Why Standards Compliance is a Tricky Notion
I just published a book about metadata, called Metadata Basics for Web Content. The book refers to many standards, and provides samples of code illustrating metadata (or structured data, if you prefer) using these standards. To locate good code examples, I relied on international organizations such as the W3C, industry working groups such as schema.org, and prominent companies such as Google.
All these sources are important ones for publishers to consult. But if you pay very close attention, you may notice that the various sources aren’t always completely aligned with one another. This is a bit disconcerting. Publishers, after all, are expected to comply with standards. Various standards reference and build on each other. But certain details are different as you move between different actors in the standards arena. How can that be, that standards aren’t completely aligned? To answer that question one must consider the governance, mission, and adoption goals of various parties involved with standards.
Publishers should recognize that no one party is in charge of metadata standards. Many parties are involved. Decisions and practices evolve organically through a combination of planning and adaptation. Different parties offer different choices.
The W3C is the largest standards body addressing web content. It has a fairly open structure. If there is sufficient interest in a topic, where enough people volunteer to work on standards issue, then a group can be started, which can begin a process of drafting notes, recommendations, and eventually standards. The W3C doesn’t always initiate standards. Sometimes they embrace standards that have been developed by other groups. And sometimes the W3C has different groups addressing broadly similar issues, but in different ways. While W3C recommendations and standards carry tremendous weight, they do not always represent a single consensus about priorities. Generally, they skew toward accommodating a diverse range of needs, rather than enforcing a narrow set of practices. As a nonprofit body, the W3C isn’t marketing anything, or promoting adoption of one standard over another.
Many industry groups develop standards as well. An important one in the area of web content metadata is called schema.org. This group started out as a partnership between search engine companies, namely Google, Bing, Yahoo and Yandex. These companies developed a core set of standards for describing common web content with metadata. Now that the core standard has been developed, schema.org has subsequently transformed to become a W3C community group. Google remains the single most important driver of schema.org’s development. But as a community, the standard has accepted contributions from many parties, and the scope of the standard is expanding.
In addition to international bodies and industry groups, certain companies, on account of their size and influence, influence standards practices through the implementation choices they make. They may set trends of what are deemed “best practices” or they may recommend to others how to do things. Google again is a leading example of a single firm having a big influence on standards. As a private company, it recommends guidelines to its customers, the publishers who want their content to display in Google’s search results. These guidelines seem like standards, though they are specific to one company.

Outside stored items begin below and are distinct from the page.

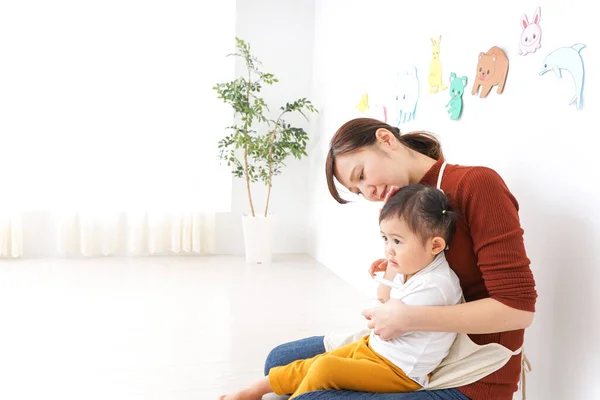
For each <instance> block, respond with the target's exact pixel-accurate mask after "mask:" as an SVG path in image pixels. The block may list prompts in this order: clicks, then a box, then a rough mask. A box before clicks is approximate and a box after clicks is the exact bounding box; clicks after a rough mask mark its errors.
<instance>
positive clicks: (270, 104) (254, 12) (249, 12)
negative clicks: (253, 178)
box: [217, 0, 314, 254]
mask: <svg viewBox="0 0 600 400" xmlns="http://www.w3.org/2000/svg"><path fill="white" fill-rule="evenodd" d="M236 16H237V22H236V34H237V36H239V37H240V38H241V39H243V40H245V41H247V42H249V43H250V45H251V47H252V52H253V54H254V55H255V56H256V57H257V58H258V59H259V60H260V61H262V63H263V69H264V71H268V72H272V73H273V74H275V76H276V77H277V78H278V79H279V82H278V83H276V84H274V85H273V86H271V87H266V88H264V90H263V92H264V98H265V101H266V102H267V104H268V105H269V106H270V107H269V108H270V109H271V110H272V111H277V110H278V109H279V107H281V106H282V105H285V103H286V102H289V101H293V100H296V99H298V98H300V97H307V98H308V99H311V84H312V60H313V42H314V0H285V1H282V0H239V1H238V2H237V8H236ZM244 70H245V69H244V65H243V64H241V63H238V65H237V66H236V74H239V73H243V72H244ZM309 117H310V115H309ZM288 122H290V123H296V124H297V125H298V126H302V127H304V128H305V129H308V128H309V123H308V122H306V121H305V120H304V119H303V118H302V117H291V118H289V121H288ZM286 165H287V168H285V169H284V170H283V173H282V174H281V175H279V176H276V177H275V178H274V179H273V189H272V192H271V202H270V206H269V210H270V213H272V214H273V216H274V217H275V225H274V235H273V252H274V253H306V252H307V239H306V238H307V233H306V230H307V224H306V221H307V218H308V206H307V201H308V165H309V164H308V159H307V158H304V159H302V160H295V159H293V158H290V159H289V161H286ZM245 185H246V184H245V181H244V180H242V179H235V178H234V179H233V191H232V207H231V209H232V212H231V213H223V214H219V218H218V220H217V229H218V236H217V252H218V253H226V254H243V252H244V240H243V235H242V227H241V217H240V215H241V214H242V213H246V212H249V205H248V197H247V194H246V186H245ZM252 193H253V201H254V207H255V209H256V212H257V213H258V212H261V213H264V205H265V199H266V190H265V188H264V187H262V185H259V184H255V185H253V186H252ZM259 210H260V211H259Z"/></svg>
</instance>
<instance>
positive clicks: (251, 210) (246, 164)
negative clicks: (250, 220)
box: [244, 146, 256, 217]
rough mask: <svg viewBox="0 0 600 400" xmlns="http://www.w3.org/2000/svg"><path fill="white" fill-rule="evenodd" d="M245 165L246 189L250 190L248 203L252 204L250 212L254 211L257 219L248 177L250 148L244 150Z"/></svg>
mask: <svg viewBox="0 0 600 400" xmlns="http://www.w3.org/2000/svg"><path fill="white" fill-rule="evenodd" d="M244 164H245V167H246V189H247V190H248V201H249V202H250V211H252V216H253V217H256V214H255V213H254V204H252V194H251V193H250V176H249V175H248V147H247V146H246V147H245V148H244Z"/></svg>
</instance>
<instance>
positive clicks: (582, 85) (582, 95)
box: [540, 43, 585, 110]
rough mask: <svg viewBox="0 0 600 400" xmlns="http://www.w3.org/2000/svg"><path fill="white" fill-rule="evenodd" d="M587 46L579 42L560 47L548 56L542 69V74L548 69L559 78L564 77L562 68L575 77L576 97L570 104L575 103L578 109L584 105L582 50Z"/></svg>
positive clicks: (554, 50) (579, 109)
mask: <svg viewBox="0 0 600 400" xmlns="http://www.w3.org/2000/svg"><path fill="white" fill-rule="evenodd" d="M584 48H585V45H584V44H581V43H577V44H574V45H573V46H570V47H560V48H558V49H556V50H554V51H553V52H552V53H550V54H548V55H547V56H546V59H545V60H544V67H543V68H542V70H541V71H540V76H541V75H544V74H545V73H546V72H548V71H554V74H555V75H556V76H557V77H558V78H562V70H565V71H568V72H569V73H570V74H571V76H572V77H573V82H574V83H575V97H573V99H571V102H570V103H569V104H575V107H576V108H577V109H578V110H581V108H582V107H583V80H584V75H585V71H584V68H583V58H581V50H583V49H584Z"/></svg>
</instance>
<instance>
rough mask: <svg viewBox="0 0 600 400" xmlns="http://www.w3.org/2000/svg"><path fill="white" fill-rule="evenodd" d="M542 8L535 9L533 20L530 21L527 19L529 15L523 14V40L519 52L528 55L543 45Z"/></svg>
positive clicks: (522, 20)
mask: <svg viewBox="0 0 600 400" xmlns="http://www.w3.org/2000/svg"><path fill="white" fill-rule="evenodd" d="M540 18H541V10H540V8H539V7H538V8H536V9H535V13H534V14H533V20H532V22H531V23H530V22H529V20H528V19H527V15H525V14H523V15H522V16H521V28H523V31H522V32H521V41H520V42H519V54H520V55H523V56H525V55H527V54H529V53H535V51H536V50H537V49H539V48H540V47H542V28H541V27H540Z"/></svg>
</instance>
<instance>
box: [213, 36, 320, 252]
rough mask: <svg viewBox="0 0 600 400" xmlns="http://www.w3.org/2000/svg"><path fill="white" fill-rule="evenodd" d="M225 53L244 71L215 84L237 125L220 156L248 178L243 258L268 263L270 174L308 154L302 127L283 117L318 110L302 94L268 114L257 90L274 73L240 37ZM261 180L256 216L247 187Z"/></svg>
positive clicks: (317, 111) (307, 136)
mask: <svg viewBox="0 0 600 400" xmlns="http://www.w3.org/2000/svg"><path fill="white" fill-rule="evenodd" d="M228 56H235V57H239V58H241V59H242V60H243V61H244V64H245V67H246V74H244V76H239V77H237V78H236V79H235V80H233V81H231V82H226V83H218V84H217V85H216V86H215V87H214V88H213V89H214V90H215V91H216V92H217V94H218V97H219V98H220V99H222V100H223V101H224V102H225V103H226V104H229V105H231V107H232V108H233V111H234V116H235V124H234V125H232V126H229V127H227V128H226V129H227V131H228V132H229V133H228V134H227V135H226V136H225V137H224V138H222V139H221V140H220V141H219V144H218V147H219V159H220V160H221V161H222V162H226V163H227V166H228V167H230V168H231V171H232V174H233V176H235V177H236V178H243V179H245V181H246V191H247V194H248V205H249V213H247V214H244V215H242V228H243V233H244V244H245V251H246V261H247V262H258V263H260V262H270V261H271V255H272V251H271V217H270V214H269V202H270V200H271V188H272V186H273V177H274V176H276V175H279V174H280V173H281V172H282V170H283V167H284V166H285V164H284V161H285V160H286V159H287V158H288V157H290V156H292V157H294V158H296V159H300V158H302V157H303V156H307V153H306V145H307V142H308V134H307V133H306V132H305V131H304V129H302V128H300V127H296V126H292V125H291V124H289V123H287V122H286V121H285V120H284V117H286V116H287V115H288V114H293V113H300V114H301V115H303V116H304V118H306V119H307V120H308V117H307V116H306V114H305V113H306V112H308V111H310V112H318V111H317V109H316V108H315V107H314V106H313V105H312V103H311V102H310V101H309V100H307V99H306V98H300V99H298V100H295V101H293V102H291V103H286V104H285V105H284V106H281V107H280V108H279V110H278V112H277V113H276V114H274V115H271V112H270V109H269V107H268V106H267V104H266V103H265V101H264V99H263V98H262V97H260V96H259V94H260V92H261V89H262V88H263V86H264V85H273V84H274V83H276V82H278V79H277V78H276V77H275V75H273V74H272V73H268V72H263V71H261V69H259V67H260V66H261V65H262V64H261V62H260V61H259V60H258V59H257V58H256V57H255V56H253V55H252V53H251V51H250V45H249V44H248V43H246V42H245V41H243V40H242V39H240V38H236V51H235V53H233V54H229V55H228ZM259 181H260V182H262V183H263V184H264V185H265V186H266V187H267V198H266V203H265V207H264V212H261V213H260V214H259V213H258V212H257V209H256V207H255V203H254V201H253V198H252V190H251V185H250V184H251V183H255V182H259Z"/></svg>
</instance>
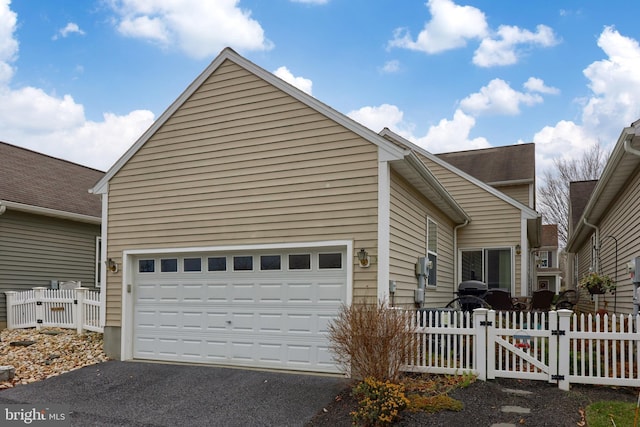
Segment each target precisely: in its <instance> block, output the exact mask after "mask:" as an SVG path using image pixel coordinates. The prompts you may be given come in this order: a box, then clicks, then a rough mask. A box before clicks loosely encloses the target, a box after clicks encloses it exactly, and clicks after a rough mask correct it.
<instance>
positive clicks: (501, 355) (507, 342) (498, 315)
mask: <svg viewBox="0 0 640 427" xmlns="http://www.w3.org/2000/svg"><path fill="white" fill-rule="evenodd" d="M639 325H640V315H638V316H631V315H617V316H616V315H612V316H608V315H603V316H600V315H584V314H580V315H578V314H575V313H573V312H572V311H570V310H559V311H550V312H548V313H540V312H496V311H494V310H487V309H477V310H474V312H473V313H470V312H462V311H437V309H434V310H433V311H426V312H418V313H416V316H415V317H414V318H413V319H412V324H411V330H412V331H414V333H415V340H416V345H417V348H416V351H414V352H413V353H412V354H413V356H412V360H408V361H407V364H406V366H405V367H404V369H405V370H406V371H410V372H428V373H442V374H465V373H472V374H475V375H477V376H478V378H479V379H481V380H486V379H493V378H497V377H506V378H522V379H531V380H543V381H548V382H551V383H556V382H557V384H558V387H559V388H560V389H562V390H568V389H569V385H570V384H571V383H583V384H601V385H618V386H631V387H637V386H638V384H640V373H639V372H640V345H639V344H640V333H639V332H638V326H639Z"/></svg>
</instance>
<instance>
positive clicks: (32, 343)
mask: <svg viewBox="0 0 640 427" xmlns="http://www.w3.org/2000/svg"><path fill="white" fill-rule="evenodd" d="M35 343H36V342H35V341H12V342H10V343H9V345H10V346H13V347H29V346H30V345H33V344H35Z"/></svg>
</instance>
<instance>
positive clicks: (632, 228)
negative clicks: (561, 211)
mask: <svg viewBox="0 0 640 427" xmlns="http://www.w3.org/2000/svg"><path fill="white" fill-rule="evenodd" d="M570 188H571V195H570V198H571V200H570V207H571V211H570V215H569V219H570V229H569V240H568V242H567V252H568V253H569V254H570V257H569V260H570V261H569V262H570V264H571V268H570V270H571V282H572V284H573V286H577V283H578V281H579V280H580V278H581V277H583V276H585V275H586V274H587V273H589V271H597V272H599V273H601V274H608V275H609V276H611V277H612V278H613V279H614V280H615V281H616V282H617V291H616V293H615V294H613V295H612V294H610V293H608V294H605V295H601V296H596V297H593V299H592V298H591V297H590V296H589V294H588V293H586V292H583V293H582V296H581V299H580V304H579V308H580V309H581V310H585V311H593V310H598V309H604V310H607V311H608V312H616V313H633V309H634V307H633V285H632V282H631V279H630V276H629V272H628V270H627V263H628V262H629V261H631V260H632V259H634V258H636V257H638V256H640V215H638V212H640V197H639V196H638V195H639V194H640V120H639V121H636V122H634V123H632V124H631V126H629V127H626V128H624V129H623V130H622V132H621V134H620V137H619V138H618V141H617V142H616V145H615V147H614V148H613V151H612V152H611V155H610V157H609V160H608V161H607V164H606V166H605V168H604V171H603V172H602V176H601V177H600V179H599V180H598V181H582V182H578V183H571V187H570Z"/></svg>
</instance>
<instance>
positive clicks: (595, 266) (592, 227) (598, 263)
mask: <svg viewBox="0 0 640 427" xmlns="http://www.w3.org/2000/svg"><path fill="white" fill-rule="evenodd" d="M582 222H583V223H584V225H586V226H587V227H591V228H593V229H594V230H596V257H595V259H593V260H592V262H593V270H594V271H595V272H598V271H600V265H599V264H600V263H599V262H598V258H599V254H598V250H599V249H600V227H598V226H597V225H593V224H589V223H588V222H587V218H583V219H582Z"/></svg>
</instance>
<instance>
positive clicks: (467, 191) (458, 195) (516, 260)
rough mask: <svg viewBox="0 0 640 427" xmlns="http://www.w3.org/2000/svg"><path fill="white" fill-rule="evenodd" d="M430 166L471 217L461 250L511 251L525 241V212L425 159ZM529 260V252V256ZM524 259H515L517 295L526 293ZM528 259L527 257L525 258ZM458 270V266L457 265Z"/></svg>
mask: <svg viewBox="0 0 640 427" xmlns="http://www.w3.org/2000/svg"><path fill="white" fill-rule="evenodd" d="M421 158H422V160H423V161H424V162H425V164H426V165H427V167H429V169H430V170H431V172H432V173H433V174H434V175H435V177H436V178H437V179H438V181H440V182H441V183H442V185H443V186H444V187H445V188H446V189H447V191H448V192H449V194H451V195H452V196H453V198H454V199H455V200H456V201H457V202H458V204H459V205H460V207H462V209H463V210H464V211H465V212H466V213H467V215H469V217H471V222H470V223H469V225H467V226H466V227H463V228H461V229H460V230H459V231H458V250H463V249H479V248H505V249H506V248H511V247H515V245H517V244H519V243H520V242H521V226H522V219H521V216H522V213H521V211H520V210H519V209H517V208H516V207H515V206H513V205H511V204H509V203H507V202H506V201H504V200H502V199H500V198H499V197H497V196H495V195H493V194H491V193H489V192H488V191H486V190H483V189H482V188H480V187H479V186H477V185H475V184H474V183H472V182H470V181H468V180H466V179H464V178H462V177H460V176H459V175H457V174H455V173H453V172H451V171H449V170H448V169H446V168H444V167H442V166H441V165H440V164H438V163H435V162H433V161H431V160H429V159H428V158H426V157H423V156H421ZM525 257H526V253H525ZM521 258H522V257H519V256H516V257H515V268H514V270H515V274H514V283H515V289H514V295H521V294H522V287H526V286H527V284H526V283H524V284H523V283H521ZM525 259H526V258H525ZM456 268H458V266H456Z"/></svg>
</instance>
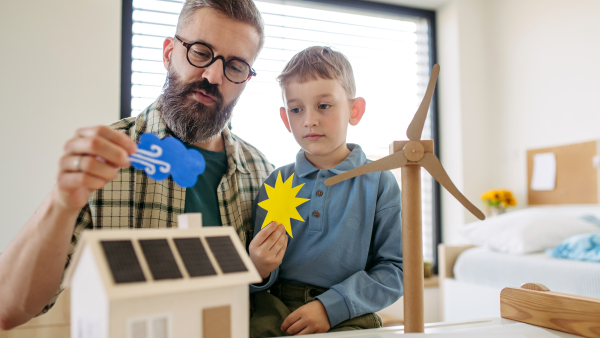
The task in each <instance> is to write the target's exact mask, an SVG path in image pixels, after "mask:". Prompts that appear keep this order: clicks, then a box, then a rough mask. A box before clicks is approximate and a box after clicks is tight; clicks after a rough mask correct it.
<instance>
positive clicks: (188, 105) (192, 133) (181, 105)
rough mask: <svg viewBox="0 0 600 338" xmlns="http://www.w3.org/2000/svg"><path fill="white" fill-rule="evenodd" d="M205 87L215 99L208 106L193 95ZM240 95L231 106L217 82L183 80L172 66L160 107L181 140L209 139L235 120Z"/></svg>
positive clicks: (193, 141) (188, 141) (165, 121)
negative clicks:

Let’s consider how different levels of standards interact with each other.
Metadata needs to be encoded using a syntax. One widely used syntax is called RDFa, which is a W3C standard.
Metadata also needs schema to indicate entities and properties within the content. Schema.org metadata can be encoded using RDFa syntax. So we have one standard relying on another. But schema.org only uses part of the RDFa specification. There are some features in RDFa that aren’t needed when implementing schema.org. Other metadata schemas also use the RDFa syntax, and some of these take advantage of the additional features. The group designing schema.org decided to pare down what was needed to implement schema.org in RDFa. They chose to keep things as simple as they could to help promote adoption of their schema.
As mentioned earlier, Google is a key player as both a developer of schema.org, and as a consumer of schema.org metadata. Google evangelizes the use of schema.org metadata, and they offer guidelines and tools to help webmasters learn what they need to do. Publishers often take this advice as gospel. They presume they need to comply with Google’s standards, at least as they understand them. What they may not realize is that Google’s tools and guidelines are often advice rather than rigid rules. When developing its advice and tools, Google has chosen to focus on high priority content that many organizations produce, and provide guidelines to help webmasters ensure that they don’t make mistakes when creating metadata for such content. Google’s guidelines only cover a subset of the range of content addressed by schema.org. In effect, Google has chosen to simplify schema.org further to encourage wider adoption of it.
Google’s guidelines provide assurance that if complied with, the metadata will work with Google. However, it does not follow that if the publisher deviates from Google’s guidelines that their metadata is wrong. Many publishers use Google’s structured data testing tool (SDTT) to validate their metadata. It’s a useful tool, but it validates only some dimensions of schema.org metadata, not all dimensions.